Miałam jednak genialnego męża. Napisałam cioci sms, że dzisiaj nie będzie nas w domu i szybko wyłączyłam telefon.
***
Ciocia przyszła do nas punktualnie o siódmej. Nie była zadowolona tym, że jak to określiła, wywiozłam gdzieś takie maleństwo. Cała cierpliwość mnie opuściła i wybuchłam.
- To moja córka i wiem, co jest dla niej dobre. Sama umiem się nią zająć i sama umiem ją wykąpać. Nie muszę pytać ciebie o zdanie – przerwałam by zaczerpnąć powietrza. – Jestem dorosła. Pozwól mi się uczyć, popełniać błędy, naprawiać je. Nie możesz mnie we wszystkim wyręczać.
Ciocia patrzyła na mnie oniemiała, nie rozumiała mnie.
- Myślałam, że chcesz bym była babcią dla dzieci.
Usiadłam obok niej przy stole.
- Chcę – ścisnęłam ją za rękę – ale nie tak… duszącą.

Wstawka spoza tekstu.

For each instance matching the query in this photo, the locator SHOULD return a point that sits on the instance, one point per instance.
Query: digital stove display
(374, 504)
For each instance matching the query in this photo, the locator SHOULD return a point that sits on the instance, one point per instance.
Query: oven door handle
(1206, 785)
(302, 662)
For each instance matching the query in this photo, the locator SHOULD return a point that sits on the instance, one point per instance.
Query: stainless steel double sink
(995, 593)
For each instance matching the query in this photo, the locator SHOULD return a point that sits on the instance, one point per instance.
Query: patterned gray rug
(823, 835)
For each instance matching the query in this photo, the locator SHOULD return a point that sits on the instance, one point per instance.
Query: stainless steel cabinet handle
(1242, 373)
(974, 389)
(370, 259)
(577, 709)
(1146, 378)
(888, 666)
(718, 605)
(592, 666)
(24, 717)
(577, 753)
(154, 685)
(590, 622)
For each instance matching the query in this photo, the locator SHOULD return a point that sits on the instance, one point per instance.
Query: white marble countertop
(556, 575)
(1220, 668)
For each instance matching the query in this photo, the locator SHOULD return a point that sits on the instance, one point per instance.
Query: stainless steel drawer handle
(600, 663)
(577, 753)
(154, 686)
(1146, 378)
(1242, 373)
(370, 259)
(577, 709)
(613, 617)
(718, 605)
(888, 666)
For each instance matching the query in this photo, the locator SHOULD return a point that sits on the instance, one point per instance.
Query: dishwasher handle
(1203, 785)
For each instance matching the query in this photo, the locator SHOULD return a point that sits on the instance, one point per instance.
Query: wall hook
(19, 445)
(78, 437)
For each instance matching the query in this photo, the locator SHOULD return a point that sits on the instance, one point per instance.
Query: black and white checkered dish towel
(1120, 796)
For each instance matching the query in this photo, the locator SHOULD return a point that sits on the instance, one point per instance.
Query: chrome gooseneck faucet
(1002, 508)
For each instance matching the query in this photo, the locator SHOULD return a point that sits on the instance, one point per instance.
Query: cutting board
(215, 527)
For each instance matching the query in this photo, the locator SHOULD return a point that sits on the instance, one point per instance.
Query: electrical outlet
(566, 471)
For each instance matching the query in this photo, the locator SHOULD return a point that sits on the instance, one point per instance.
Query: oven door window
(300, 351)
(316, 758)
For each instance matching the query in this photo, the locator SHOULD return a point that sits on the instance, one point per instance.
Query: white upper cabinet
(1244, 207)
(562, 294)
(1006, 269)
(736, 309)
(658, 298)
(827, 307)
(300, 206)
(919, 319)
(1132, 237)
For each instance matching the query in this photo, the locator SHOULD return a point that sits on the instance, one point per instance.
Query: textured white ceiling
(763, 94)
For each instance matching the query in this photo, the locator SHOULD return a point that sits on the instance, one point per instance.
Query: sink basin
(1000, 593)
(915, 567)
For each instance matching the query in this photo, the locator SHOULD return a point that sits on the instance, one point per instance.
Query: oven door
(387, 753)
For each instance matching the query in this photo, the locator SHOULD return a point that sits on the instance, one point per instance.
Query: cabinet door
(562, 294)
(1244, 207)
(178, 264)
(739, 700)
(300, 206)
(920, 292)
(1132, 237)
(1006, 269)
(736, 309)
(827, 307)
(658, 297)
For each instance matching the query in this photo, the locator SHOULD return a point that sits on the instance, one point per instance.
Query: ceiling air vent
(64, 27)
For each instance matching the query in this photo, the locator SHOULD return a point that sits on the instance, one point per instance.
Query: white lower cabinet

Roześmiała się lekko, chyba nie jest na mnie obrażona. Hip, hip, hurra!
- Dobrze – zgodziła się – chodźmy wykąpać Klarę.
Jednak nie zrozumiała.
Pokręciłam smutno głową.
- Nie – ciocia zatrzymała się w progu. – Klarę wykąpię ja i Gerard.
- W porządku – pokiwała głową – przyjdę jutro.
Znowu musiałam ją powstrzymać, dość pozwalania, by włażono mi na głowę.
- Po jutrze – poprawiłam ją. – Dajmy sobie chwilę oddechu.
Uśmiechnęła się smutno.
- Po jutrze – zgodziła się. – Dobrej nocy.
- Kocham cię! – krzyknęłam za nią.
***
12 grudnia odbyły się chrzciny naszej córeczki. Śnieg padał ze wszystkich stron, mróz ścisnął straszliwie. Zjechała się cała nasza rodzina, Maria z Edmundem, Jagoda i Olek z bliźniakami, Ala z Maćkiem i ciocia z wujkiem. Przyjechali nawet Maja z Rafałem, zaręczyli się.
Do chrztu podawali Klarę Jagoda z bratem Gerarda.
Ceremonię była piękna, moja córeczka zawodziła niesamowicie, gdy ksiądz polewał jej główkę wodą. Wdała się we mnie, stwierdziłam z dumą.